假设你有一个长度为 n 的数组 A，同时你还有一个长度为 n 的置换数组 P。你的方法将返回一个数组，其中 A 的元素将按照在 P 中指定的索引顺序出现。

快速示例：你的方法接受 A = [a, b, c, d, e] 和 P = [4, 3, 2, 0, 1]。那么它将返回 [e, d, c, a, b]。你只能使用恒定的空间（即不能分配另一个需要 O(n) 空间的数组）。

有什么想法吗？

- ahmet alp balkan

你如何使用常数空间？你的输入数组使用了O(n)的空间，这不是常数。 - Patrick Kostjens

6

你可以重复使用输入的数组 - 实际上，问题是要“原地”应用排列。 - Sergey Kalinichenko

2

初始问题中给出的返回值是错误的。A = [a b c d e] P = [4 3 2 0 1] 应该返回 [d e c b a]，而不是在问题中指示的 [e d c a b]。 - Pradeep Krishnaraj

1

相关问题，从 TCS 视角来看：https://cstheory.stackexchange.com/questions/6711/complexity-of-applying-a-permutation-in-place - Dan Stahlke

9个回答

8

又是另一个不必要的答案！这个答案明确保留了排列数组P，这对我的情况是必要的，但代价较高。此外，这种方法不需要跟踪正确放置的元素。我知道之前的答案提供了O(N)解决方案，所以我想这只是为了娱乐！

我们得到最好情况复杂度为 O(N)，最坏情况下为 O(N^2)，平均情况下为 O(NlogN)。对于大型数组 (N~10000 或更大)，平均情况基本上等于 O(N)。

以下是 Java 的核心算法（我是说伪代码 *咳咳*）：

int ind=0;
float temp=0;

for(int i=0; i<(n-1); i++){
  // get next index
  ind = P[i];
  while(ind<i)
    ind = P[ind];

  // swap elements in array
  temp = A[i];
  A[i] = A[ind];
  A[ind] = temp;
}

下面是算法的一个运行示例（类似于之前的答案）：

假设有A = [a, b, c, d, e]

并且P = [2, 4, 3, 0, 1]

那么预期结果为[ c, e, d, a, b ]

i=0:  [a, b, c, d, e] // (ind=P[0]=2)>=0 no while loop, swap A[0]<->A[2]
       ^     ^
i=1:  [c, b, a, d, e] // (ind=P[1]=4)>=1 no while loop, swap A[1]<->A[4]
          ^        ^
i=2:  [c, e, a, d, b] // (ind=P[2]=3)>=2 no while loop, swap A[2]<->A[3]
             ^  ^
i=3a: [c, e, d, a, b] // (ind=P[3]=0)<3 uh-oh! enter while loop...
                ^
i=3b: [c, e, d, a, b] // loop iteration: ind<-P[0]. now have (ind=2)<3
       ?        ^
i=3c: [c, e, d, a, b] // loop iteration: ind<-P[2]. now have (ind=3)>=3
             ?  ^
i=3d: [c, e, d, a, b] // good index found. Swap A[3]<->A[3]
                ^
done.

这个算法可以在while循环中跳来跳去，直到任何索引j<i，在第ith次迭代期间最多可以反弹次。最坏情况下（我认为！）每次外层的for循环迭代都会导致来自while循环的个额外赋值，因此我们将得到一个算术级数的形式，这将为复杂度增加一个N^2的因素！然而，运行这个算法的一系列N并平均计算while循环所需的“额外”赋值数（在每个N的多个排列上进行平均），强烈提示我平均情况下的时间复杂度是O(NlogN)。
谢谢！

- RinRisson

@AhmadS 您的样例程序输出为 [c, a, b, d] = [A[2], A[0], A[1], A[3]]。这不是预期的输出吗？ - Dan Stahlke

3

@RinRisson 迄今为止，他给出了唯一完全正确的答案！其他答案都需要额外的存储空间——O(n)栈空间，或者假设排列P方便地存储在O(n)未使用但可变的标志位旁边等等。

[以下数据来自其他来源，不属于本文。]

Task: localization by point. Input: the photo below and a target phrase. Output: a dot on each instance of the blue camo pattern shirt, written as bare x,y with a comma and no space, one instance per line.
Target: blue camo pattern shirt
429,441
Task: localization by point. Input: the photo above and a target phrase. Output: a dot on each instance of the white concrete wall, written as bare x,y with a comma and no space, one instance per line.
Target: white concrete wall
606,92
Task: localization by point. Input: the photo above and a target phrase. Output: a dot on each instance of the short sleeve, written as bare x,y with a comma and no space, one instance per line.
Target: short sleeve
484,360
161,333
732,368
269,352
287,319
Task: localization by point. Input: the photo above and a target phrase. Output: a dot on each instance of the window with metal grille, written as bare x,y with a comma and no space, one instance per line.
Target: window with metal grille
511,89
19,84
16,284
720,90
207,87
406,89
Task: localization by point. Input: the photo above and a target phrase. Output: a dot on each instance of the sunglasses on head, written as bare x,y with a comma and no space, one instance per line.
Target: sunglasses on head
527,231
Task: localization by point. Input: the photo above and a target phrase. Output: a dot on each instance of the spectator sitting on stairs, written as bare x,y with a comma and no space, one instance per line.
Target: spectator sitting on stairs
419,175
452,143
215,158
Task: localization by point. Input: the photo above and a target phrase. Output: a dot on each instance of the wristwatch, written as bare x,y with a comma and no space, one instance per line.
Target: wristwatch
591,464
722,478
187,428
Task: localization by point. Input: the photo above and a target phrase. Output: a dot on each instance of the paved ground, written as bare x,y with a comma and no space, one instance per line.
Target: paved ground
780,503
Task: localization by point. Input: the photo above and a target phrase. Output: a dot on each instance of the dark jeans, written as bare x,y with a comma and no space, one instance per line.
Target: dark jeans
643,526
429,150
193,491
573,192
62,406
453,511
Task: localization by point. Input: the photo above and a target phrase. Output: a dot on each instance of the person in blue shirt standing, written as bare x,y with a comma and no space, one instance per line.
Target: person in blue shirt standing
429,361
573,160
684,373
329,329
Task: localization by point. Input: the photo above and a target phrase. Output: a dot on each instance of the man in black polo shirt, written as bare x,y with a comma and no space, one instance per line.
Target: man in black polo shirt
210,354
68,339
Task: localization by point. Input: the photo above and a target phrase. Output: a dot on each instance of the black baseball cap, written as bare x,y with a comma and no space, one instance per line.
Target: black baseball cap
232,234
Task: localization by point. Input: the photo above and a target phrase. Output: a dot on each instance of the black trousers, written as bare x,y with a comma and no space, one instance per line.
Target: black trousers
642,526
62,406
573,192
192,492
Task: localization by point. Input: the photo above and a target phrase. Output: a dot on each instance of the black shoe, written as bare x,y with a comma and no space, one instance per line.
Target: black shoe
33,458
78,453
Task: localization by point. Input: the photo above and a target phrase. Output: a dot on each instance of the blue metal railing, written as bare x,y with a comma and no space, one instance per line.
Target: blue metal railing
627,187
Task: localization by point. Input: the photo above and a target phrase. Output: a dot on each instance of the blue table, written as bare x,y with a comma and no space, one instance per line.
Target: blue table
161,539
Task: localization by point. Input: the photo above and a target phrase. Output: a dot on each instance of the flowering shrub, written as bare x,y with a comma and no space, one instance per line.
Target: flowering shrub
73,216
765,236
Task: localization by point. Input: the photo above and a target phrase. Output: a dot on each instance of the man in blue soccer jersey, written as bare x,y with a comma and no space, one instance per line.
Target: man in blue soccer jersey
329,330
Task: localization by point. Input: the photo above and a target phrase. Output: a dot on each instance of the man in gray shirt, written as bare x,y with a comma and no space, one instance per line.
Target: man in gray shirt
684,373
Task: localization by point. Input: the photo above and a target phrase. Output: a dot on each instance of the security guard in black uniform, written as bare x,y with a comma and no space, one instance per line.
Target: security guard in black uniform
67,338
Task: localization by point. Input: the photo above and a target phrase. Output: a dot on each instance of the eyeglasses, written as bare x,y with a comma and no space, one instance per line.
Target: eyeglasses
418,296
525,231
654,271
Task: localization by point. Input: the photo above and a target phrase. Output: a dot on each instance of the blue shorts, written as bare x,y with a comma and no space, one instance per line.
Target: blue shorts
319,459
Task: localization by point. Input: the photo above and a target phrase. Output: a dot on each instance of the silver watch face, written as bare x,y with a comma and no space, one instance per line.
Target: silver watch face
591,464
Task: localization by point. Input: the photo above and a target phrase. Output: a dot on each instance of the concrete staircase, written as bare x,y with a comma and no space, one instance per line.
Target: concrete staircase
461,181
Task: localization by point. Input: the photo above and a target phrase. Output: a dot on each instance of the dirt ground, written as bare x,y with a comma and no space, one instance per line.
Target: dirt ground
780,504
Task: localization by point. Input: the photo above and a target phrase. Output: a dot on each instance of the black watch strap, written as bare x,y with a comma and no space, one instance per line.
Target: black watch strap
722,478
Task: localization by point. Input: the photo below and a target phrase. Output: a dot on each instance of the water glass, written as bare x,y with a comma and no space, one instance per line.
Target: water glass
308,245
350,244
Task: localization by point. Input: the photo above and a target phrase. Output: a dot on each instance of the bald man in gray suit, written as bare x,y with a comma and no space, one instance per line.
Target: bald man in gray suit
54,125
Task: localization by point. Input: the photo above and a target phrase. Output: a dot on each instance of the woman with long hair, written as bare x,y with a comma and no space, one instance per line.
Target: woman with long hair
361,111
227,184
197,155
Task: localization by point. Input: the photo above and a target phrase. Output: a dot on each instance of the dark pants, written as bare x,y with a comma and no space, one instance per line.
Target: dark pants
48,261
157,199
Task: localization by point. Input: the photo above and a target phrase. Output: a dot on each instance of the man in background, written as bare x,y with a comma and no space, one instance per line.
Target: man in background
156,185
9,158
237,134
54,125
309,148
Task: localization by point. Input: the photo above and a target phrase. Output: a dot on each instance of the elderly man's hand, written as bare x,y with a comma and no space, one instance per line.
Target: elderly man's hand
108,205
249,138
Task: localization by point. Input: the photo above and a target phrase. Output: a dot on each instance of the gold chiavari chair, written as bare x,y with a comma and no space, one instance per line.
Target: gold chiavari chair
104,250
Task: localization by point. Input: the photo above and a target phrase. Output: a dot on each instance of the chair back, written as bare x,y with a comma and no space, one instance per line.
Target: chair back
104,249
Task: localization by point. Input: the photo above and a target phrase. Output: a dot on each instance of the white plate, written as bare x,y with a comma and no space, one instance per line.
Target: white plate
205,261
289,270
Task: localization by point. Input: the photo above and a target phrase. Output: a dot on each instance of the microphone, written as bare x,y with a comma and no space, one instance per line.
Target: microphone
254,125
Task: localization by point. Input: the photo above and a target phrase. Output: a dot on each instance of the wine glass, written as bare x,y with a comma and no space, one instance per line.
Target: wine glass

这是RinRisson在C++中编写的正确答案。它通过了我投入的每一个测试，包括每个长度从0到11的可能排列的穷举测试。

请注意，您甚至不需要将排列实体化；我们可以将其视为一个完全的黑盒函数OldIndex -> NewIndex：

template<class RandomIt, class F>
void permute(RandomIt first, RandomIt last, const F& p)
{
    using IndexType = std::decay_t<decltype(p(0))>;

    IndexType n = last - first;
    for (IndexType i = 0; i + 1 < n; ++i) {
        IndexType ind = p(i);
        while (ind < i) {
            ind = p(ind);
        }
        using std::swap;
        swap(*(first + i), *(first + ind));
    }
}

或者在顶部添加更STL-ish的接口：

template<class RandomIt, class ForwardIt>
void permute(RandomIt first, RandomIt last, ForwardIt pfirst, ForwardIt plast)
{
    assert(std::distance(first, last) == std::distance(pfirst, plast));
    permute(first, last, [&](auto i) { return *std::next(pfirst, i); });
}

- Quuxplusone

2

最简单的情况是只有一个元素需要交换到目标索引。例如：array=abcd perm=1032，你只需要进行两次直接交换：ab和cd。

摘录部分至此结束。